Understanding the Windows container platform
To run Windows containers, you need a Windows host and a supported container runtime. For Windows containers, the available ones are containerd, Moby, and Mirantis. Mirantis Container Runtime (MCR) is based on the Docker Enterprise Edition and provides the same functionality as the product formerly called Docker Community Edition (CE). Today, Docker provides Docker Desktop for free on specific scenarios. Both the MCR and Docker are based on an Open-Source project called Moby.
Under the hood, Moby can use either the Docker Runtime (dockerd) or containerd. Containerd is also an Open-Source project that serves as container runtime that can be used on Windows or Linux and be called by Docker, Kubernetes, etc. As an industry, containerd is being widely adopted as the preferred container runtime.
When you interact with containers, you use either a Command-Line Interface (CLI) or a Graphical User Interface (GUI). For example, Docker Desktop provides both a CLI and GUI. Moby provides a CLI only. The CLI or GUI then interacts with the container runtime, such as dockerd or containerd. The container runtime will in turn send the command to the Operating System.
On Windows client (Windows 10 or Windows 11) you can install Docker Desktop. Docker Desktop will install all the required components in the Operating System, including Windows Subsystem for Linux (for Linux containers). You can then use either the GUI or the CLI to run either Linux containers or Windows containers. However, Windows client can run containers for development and testing only. For production workloads, you can use Windows Server. On Windows Server you can install either Moby, MCR or another supported tool for running with containerd.
Windows container architecture
When troubleshooting a Windows container environment, it's important to keep in mind the different levels of interactions that take place from when you specify a command (that is: start a container) from the GUI or CLI all the way down to the Operating System.
Host Compute Service (HCS)
HCS is a management service, which acts as a layer of abstraction above the low-level functionality. The HCS is a stable API that the runtime (Docker, containerd) can build upon, and it's also easier to use. Making a Windows container with the HCS is just a single API call. Making a Hyper-V Container instead just means to add a flag when calling into the API.

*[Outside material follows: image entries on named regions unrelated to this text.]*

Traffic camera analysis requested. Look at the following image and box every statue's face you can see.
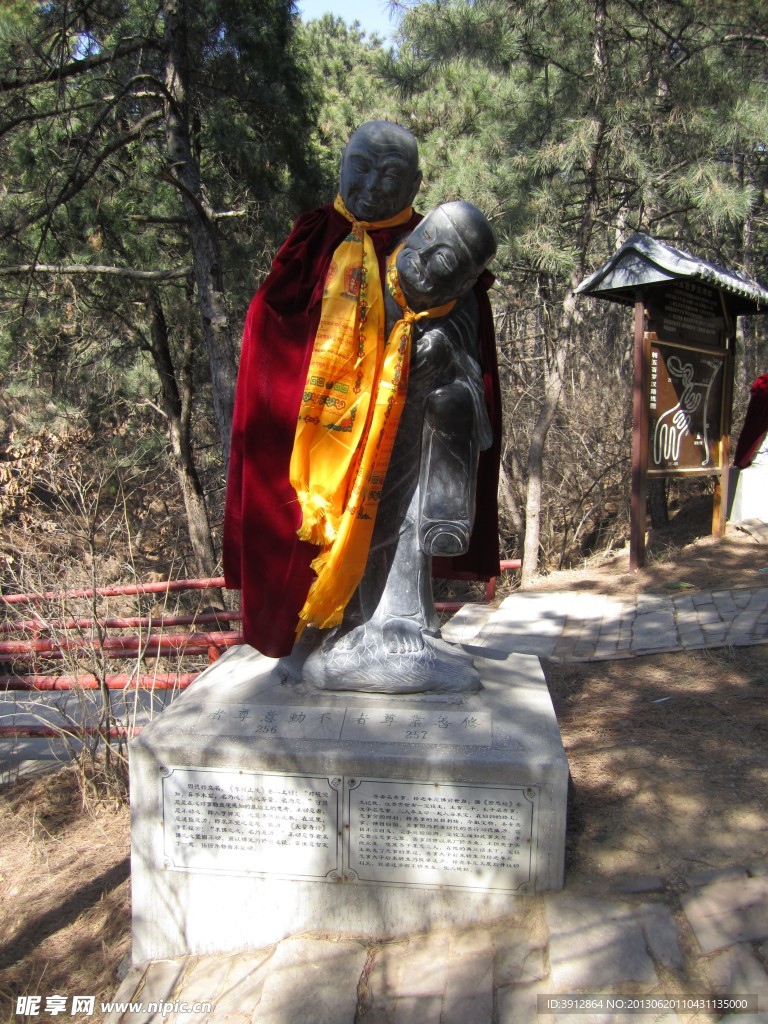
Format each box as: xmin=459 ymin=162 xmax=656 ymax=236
xmin=396 ymin=204 xmax=487 ymax=312
xmin=339 ymin=121 xmax=421 ymax=221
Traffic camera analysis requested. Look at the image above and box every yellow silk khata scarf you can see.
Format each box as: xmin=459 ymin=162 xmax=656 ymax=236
xmin=291 ymin=215 xmax=455 ymax=636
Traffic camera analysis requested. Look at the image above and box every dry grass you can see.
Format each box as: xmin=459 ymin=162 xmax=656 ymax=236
xmin=0 ymin=767 xmax=130 ymax=1022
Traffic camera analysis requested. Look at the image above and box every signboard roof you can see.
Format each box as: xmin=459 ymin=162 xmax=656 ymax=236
xmin=575 ymin=231 xmax=768 ymax=315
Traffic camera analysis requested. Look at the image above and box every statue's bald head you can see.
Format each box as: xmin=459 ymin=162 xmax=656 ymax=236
xmin=339 ymin=121 xmax=421 ymax=221
xmin=396 ymin=200 xmax=496 ymax=310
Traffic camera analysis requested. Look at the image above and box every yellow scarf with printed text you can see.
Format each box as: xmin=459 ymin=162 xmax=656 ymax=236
xmin=291 ymin=231 xmax=454 ymax=636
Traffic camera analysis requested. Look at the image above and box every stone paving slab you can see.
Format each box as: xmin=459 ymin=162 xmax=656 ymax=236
xmin=105 ymin=863 xmax=768 ymax=1024
xmin=682 ymin=877 xmax=768 ymax=953
xmin=545 ymin=894 xmax=658 ymax=991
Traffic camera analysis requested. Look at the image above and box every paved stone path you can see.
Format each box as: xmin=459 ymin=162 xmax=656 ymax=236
xmin=105 ymin=863 xmax=768 ymax=1024
xmin=443 ymin=586 xmax=768 ymax=662
xmin=106 ymin=587 xmax=768 ymax=1024
xmin=6 ymin=524 xmax=768 ymax=1024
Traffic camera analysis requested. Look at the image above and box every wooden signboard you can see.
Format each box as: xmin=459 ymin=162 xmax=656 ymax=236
xmin=630 ymin=281 xmax=735 ymax=568
xmin=647 ymin=341 xmax=727 ymax=476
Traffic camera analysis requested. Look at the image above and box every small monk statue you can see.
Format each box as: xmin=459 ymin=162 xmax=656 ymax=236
xmin=284 ymin=202 xmax=496 ymax=693
xmin=224 ymin=121 xmax=500 ymax=692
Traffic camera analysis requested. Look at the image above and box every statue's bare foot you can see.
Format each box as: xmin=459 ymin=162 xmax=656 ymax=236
xmin=420 ymin=521 xmax=469 ymax=555
xmin=325 ymin=626 xmax=366 ymax=650
xmin=381 ymin=618 xmax=425 ymax=654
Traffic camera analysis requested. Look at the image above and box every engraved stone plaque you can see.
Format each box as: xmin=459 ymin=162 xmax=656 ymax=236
xmin=341 ymin=706 xmax=493 ymax=746
xmin=193 ymin=701 xmax=345 ymax=740
xmin=193 ymin=701 xmax=493 ymax=746
xmin=345 ymin=779 xmax=538 ymax=892
xmin=163 ymin=767 xmax=341 ymax=880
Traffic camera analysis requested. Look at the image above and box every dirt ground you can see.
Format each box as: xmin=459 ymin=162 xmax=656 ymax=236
xmin=0 ymin=507 xmax=768 ymax=1024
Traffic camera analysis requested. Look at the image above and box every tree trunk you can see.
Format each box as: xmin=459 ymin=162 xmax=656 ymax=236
xmin=146 ymin=292 xmax=216 ymax=577
xmin=520 ymin=345 xmax=566 ymax=589
xmin=163 ymin=0 xmax=237 ymax=463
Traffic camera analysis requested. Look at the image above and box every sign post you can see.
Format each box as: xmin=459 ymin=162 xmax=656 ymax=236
xmin=577 ymin=233 xmax=768 ymax=569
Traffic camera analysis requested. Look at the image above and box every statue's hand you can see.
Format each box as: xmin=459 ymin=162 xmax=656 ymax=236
xmin=413 ymin=328 xmax=454 ymax=374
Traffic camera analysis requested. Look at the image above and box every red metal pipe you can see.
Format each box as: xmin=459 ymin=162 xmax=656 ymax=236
xmin=0 ymin=672 xmax=200 ymax=690
xmin=0 ymin=577 xmax=224 ymax=604
xmin=0 ymin=632 xmax=243 ymax=658
xmin=0 ymin=611 xmax=243 ymax=633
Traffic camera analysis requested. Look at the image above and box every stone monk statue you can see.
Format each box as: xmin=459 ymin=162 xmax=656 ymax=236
xmin=224 ymin=122 xmax=499 ymax=688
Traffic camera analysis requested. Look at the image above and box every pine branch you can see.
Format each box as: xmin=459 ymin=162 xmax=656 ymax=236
xmin=0 ymin=263 xmax=193 ymax=282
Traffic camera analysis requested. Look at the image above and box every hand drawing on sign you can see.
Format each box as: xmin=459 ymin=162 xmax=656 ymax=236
xmin=653 ymin=355 xmax=722 ymax=466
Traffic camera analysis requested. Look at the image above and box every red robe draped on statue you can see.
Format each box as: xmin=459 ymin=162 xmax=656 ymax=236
xmin=733 ymin=374 xmax=768 ymax=469
xmin=223 ymin=205 xmax=501 ymax=657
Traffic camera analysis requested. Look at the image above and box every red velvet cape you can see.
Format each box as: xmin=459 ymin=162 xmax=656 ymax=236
xmin=733 ymin=374 xmax=768 ymax=469
xmin=223 ymin=205 xmax=501 ymax=657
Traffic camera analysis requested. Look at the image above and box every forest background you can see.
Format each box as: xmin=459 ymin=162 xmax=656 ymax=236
xmin=0 ymin=0 xmax=768 ymax=591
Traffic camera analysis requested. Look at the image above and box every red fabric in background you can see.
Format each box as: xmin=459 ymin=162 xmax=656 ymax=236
xmin=733 ymin=374 xmax=768 ymax=469
xmin=223 ymin=205 xmax=501 ymax=657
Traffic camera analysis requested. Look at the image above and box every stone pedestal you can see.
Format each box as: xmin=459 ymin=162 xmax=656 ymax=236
xmin=130 ymin=647 xmax=568 ymax=962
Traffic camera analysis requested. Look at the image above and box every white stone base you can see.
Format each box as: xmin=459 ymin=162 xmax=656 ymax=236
xmin=728 ymin=463 xmax=768 ymax=522
xmin=130 ymin=647 xmax=568 ymax=963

Host Networking Service (HNS)
HNS is the management service for container networking. It works similarly to HCS. HNS responsibilities include creating the network (Hyper-V virtual switch), network namespaces, assigns IP, DNS rules to the created endpoint.
In the image above, you can see a diagram of the operation calls from a Kubernetes environment. We'll cover Kubernetes in a later section, but for now, it's important to understand what happens under the hood when a Windows container is created:
- User applies Kubernetes deployment manifest (yaml) with kubectl.

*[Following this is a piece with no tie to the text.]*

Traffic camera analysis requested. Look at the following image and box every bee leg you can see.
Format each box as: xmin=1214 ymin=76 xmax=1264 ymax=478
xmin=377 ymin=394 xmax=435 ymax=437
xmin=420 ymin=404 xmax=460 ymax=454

- Kubernetes scheduler assigns the deployment to a node.
- Kubelet (Kubernetes agent running on all nodes) sees the pending container and calls the runtime to create the container.
- The runtime will call the lower-level APIs to HCS and HNS to actually create the container and its network. This applies for both Docker and containerd, although the Docker container runtime is being deprecated from the Kubernetes platform.
- Container is started and the application inside of it starts as well.
Points of failure could appear at the container, runtime, HCS/HNS, and kubelet level. If you're troubleshooting a Windows container environment, here are some general troubleshooting steps you can follow:
- Check container or application logs.
- Check for host OS and container runtime logs.
- Restart the runtime.
- Prune all resources.
- Make sure you're using the latest version. Upgrade to it if it's not the case.
- Reset to defaults, or fresh install of the runtime.